You often say this, but I'm obviously not yet convinced.

As I see it the biggest likely gap is that you can empirically validate work in AI, but maybe cannot validate work on alignment/control except by consulting a human. This is problematic if either human feedback ends up being a major cost/obstacle (e.g. because AI systems are extremely cheap/fast, or because they are too far beyond humans for humans to provide meaningful oversight), or if task definitions that involve human feedback end up being harder by virtue of being mushier goals that don't line up as well with the actual structure of reality.

These objections are more plausible for establishing that control work is a comparative advantage of humans. In that context I would accept them as plausible arguments, though I think there is a pretty good chance of working around them.

But those considerations don't seem to imply that AI will help out "not at all." It seems pretty plausible that you are drawing on some other intuitions that I haven't considered.

Another possible gap is that control may just be harder than capabilities.
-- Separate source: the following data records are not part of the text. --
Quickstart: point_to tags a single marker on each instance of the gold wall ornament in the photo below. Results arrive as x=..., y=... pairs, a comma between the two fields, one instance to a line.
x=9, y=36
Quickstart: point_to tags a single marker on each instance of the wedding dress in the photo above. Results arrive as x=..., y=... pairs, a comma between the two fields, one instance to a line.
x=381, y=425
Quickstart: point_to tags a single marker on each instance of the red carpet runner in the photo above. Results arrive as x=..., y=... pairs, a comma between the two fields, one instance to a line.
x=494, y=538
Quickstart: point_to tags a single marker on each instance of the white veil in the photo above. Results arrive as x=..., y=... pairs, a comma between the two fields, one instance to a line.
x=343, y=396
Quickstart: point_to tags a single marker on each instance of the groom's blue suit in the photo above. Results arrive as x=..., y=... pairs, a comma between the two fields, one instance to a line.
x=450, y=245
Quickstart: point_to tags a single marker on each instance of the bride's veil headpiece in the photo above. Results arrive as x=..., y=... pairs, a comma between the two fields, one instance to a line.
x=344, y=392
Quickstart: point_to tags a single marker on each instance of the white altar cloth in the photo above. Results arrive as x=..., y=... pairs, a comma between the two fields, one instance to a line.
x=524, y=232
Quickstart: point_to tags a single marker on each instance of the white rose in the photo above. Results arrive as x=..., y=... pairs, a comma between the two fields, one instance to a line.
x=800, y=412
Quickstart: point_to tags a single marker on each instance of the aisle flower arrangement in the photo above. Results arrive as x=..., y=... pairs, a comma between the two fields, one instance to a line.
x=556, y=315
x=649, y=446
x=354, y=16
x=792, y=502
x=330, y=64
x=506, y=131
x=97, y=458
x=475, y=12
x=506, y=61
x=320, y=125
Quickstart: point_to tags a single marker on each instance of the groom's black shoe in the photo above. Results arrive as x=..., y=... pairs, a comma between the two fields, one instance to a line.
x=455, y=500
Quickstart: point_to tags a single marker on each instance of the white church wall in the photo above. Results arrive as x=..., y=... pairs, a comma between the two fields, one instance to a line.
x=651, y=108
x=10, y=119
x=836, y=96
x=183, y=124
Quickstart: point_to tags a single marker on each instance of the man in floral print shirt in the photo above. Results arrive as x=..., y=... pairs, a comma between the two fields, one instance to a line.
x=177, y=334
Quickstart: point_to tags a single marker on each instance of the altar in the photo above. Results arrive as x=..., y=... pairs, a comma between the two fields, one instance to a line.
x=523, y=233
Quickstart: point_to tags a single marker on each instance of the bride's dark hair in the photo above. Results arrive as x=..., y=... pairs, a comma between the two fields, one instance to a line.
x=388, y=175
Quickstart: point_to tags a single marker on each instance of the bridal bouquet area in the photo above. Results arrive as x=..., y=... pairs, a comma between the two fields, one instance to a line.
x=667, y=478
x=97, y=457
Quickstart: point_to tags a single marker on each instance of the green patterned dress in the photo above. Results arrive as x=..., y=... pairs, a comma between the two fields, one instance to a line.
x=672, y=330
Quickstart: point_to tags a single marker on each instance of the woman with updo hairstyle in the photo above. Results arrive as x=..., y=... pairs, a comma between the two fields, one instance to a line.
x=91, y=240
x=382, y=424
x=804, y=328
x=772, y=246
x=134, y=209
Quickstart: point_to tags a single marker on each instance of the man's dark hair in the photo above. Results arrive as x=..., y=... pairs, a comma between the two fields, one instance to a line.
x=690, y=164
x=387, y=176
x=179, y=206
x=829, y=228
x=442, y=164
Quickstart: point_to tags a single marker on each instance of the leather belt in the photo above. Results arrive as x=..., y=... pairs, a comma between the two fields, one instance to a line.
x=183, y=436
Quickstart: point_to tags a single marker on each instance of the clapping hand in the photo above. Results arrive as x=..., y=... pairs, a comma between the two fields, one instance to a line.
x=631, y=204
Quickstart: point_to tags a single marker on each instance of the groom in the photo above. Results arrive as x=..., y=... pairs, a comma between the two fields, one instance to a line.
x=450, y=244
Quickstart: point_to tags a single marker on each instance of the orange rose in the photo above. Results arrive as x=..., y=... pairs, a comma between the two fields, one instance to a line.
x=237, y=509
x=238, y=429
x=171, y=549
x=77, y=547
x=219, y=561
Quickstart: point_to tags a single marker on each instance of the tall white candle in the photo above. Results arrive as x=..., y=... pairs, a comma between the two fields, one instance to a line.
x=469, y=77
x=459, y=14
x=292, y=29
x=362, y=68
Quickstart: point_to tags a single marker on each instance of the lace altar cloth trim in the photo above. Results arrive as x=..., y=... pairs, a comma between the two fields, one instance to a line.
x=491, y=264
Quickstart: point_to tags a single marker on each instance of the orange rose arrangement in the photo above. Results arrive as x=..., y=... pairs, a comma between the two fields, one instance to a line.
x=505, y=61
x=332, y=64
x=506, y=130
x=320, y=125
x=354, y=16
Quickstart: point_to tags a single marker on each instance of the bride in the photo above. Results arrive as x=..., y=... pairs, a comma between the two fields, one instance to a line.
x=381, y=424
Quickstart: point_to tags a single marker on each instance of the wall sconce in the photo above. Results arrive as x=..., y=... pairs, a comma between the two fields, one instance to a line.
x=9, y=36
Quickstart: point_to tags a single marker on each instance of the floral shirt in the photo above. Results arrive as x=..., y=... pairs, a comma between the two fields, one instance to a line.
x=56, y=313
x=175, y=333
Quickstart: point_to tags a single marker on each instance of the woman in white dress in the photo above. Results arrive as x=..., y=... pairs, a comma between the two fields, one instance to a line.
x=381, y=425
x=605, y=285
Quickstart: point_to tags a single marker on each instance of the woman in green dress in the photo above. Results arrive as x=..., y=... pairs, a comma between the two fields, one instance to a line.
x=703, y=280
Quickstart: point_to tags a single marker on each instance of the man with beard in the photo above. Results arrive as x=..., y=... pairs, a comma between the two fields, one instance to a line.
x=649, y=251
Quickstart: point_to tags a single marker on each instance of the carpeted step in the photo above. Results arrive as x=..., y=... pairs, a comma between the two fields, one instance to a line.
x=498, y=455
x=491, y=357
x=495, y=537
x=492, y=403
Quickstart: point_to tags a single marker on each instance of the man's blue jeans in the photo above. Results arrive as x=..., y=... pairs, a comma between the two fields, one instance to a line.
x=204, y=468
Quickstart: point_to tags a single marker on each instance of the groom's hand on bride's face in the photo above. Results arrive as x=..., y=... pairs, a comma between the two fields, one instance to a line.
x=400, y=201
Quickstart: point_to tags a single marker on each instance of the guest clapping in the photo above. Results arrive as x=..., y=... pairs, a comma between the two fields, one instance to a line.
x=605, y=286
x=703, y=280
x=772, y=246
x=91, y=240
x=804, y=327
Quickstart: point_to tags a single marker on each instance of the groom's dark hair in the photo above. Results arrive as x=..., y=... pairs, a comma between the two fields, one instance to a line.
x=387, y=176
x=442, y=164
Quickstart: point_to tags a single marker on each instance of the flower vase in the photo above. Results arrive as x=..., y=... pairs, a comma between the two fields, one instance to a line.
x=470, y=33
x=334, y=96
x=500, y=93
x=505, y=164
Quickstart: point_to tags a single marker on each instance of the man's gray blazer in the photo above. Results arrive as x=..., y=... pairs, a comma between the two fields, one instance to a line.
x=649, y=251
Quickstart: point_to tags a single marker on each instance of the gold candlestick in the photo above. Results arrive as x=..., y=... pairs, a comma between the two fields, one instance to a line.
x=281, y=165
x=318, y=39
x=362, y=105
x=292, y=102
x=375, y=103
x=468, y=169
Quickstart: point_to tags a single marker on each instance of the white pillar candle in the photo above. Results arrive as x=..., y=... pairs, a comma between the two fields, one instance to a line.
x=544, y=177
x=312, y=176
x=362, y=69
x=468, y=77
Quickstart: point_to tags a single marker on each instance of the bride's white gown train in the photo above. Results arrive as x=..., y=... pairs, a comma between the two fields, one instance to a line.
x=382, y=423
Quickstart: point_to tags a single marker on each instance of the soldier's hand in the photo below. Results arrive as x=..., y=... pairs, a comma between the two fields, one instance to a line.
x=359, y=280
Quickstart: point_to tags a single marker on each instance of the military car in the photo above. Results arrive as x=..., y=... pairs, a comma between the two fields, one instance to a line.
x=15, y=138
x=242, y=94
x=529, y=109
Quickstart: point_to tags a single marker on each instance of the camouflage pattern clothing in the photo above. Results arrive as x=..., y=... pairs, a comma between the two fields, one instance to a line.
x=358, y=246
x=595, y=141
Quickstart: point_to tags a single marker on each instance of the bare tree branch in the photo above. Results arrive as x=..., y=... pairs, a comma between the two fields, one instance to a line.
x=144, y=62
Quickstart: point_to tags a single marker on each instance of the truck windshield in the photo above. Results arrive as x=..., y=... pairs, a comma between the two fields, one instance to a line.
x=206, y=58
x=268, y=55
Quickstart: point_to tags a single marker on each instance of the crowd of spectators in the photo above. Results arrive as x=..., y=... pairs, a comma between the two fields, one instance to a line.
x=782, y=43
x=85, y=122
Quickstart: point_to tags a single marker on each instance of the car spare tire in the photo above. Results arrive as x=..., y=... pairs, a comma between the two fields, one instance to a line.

But in that case the development of AI wouldn't really change the game, it would just make the game go faster, so this doesn't seem relevant to the present discussion. (If humans can solve the control problem anyway, humans+AI systems would have a comparable chance.)

Another possible gap is that there are many more iterations of AI design, and a failure at any time cascades into future iterations. I've pointed out that there can't be many big productivity improvements before any earlier thinking about AI is thoroughly obsolete, but I'm certainly willing to grant that forcing control to keep up for a while does make the problem materially harder (moreso the more that our solutions to the control problem are closely tied to details of the AI systems we are building). I agree that sticking with the same AI designs for longer can in some respects make the control problem easier. But it seems like you are talking about a difference-in-kind for safety work, rather than another way to slightly improve safety at the expense of efficacy.

Note: I'm saying that if you can solve the AI control/alignment problem for the AI systems in year N, then the involvement of those AI systems in subsequent AI design doesn't exert a significant additional pressure that makes it harder to solve the control/alignment problem in year N+1. It seems like this is the relevant question in the context of the OP.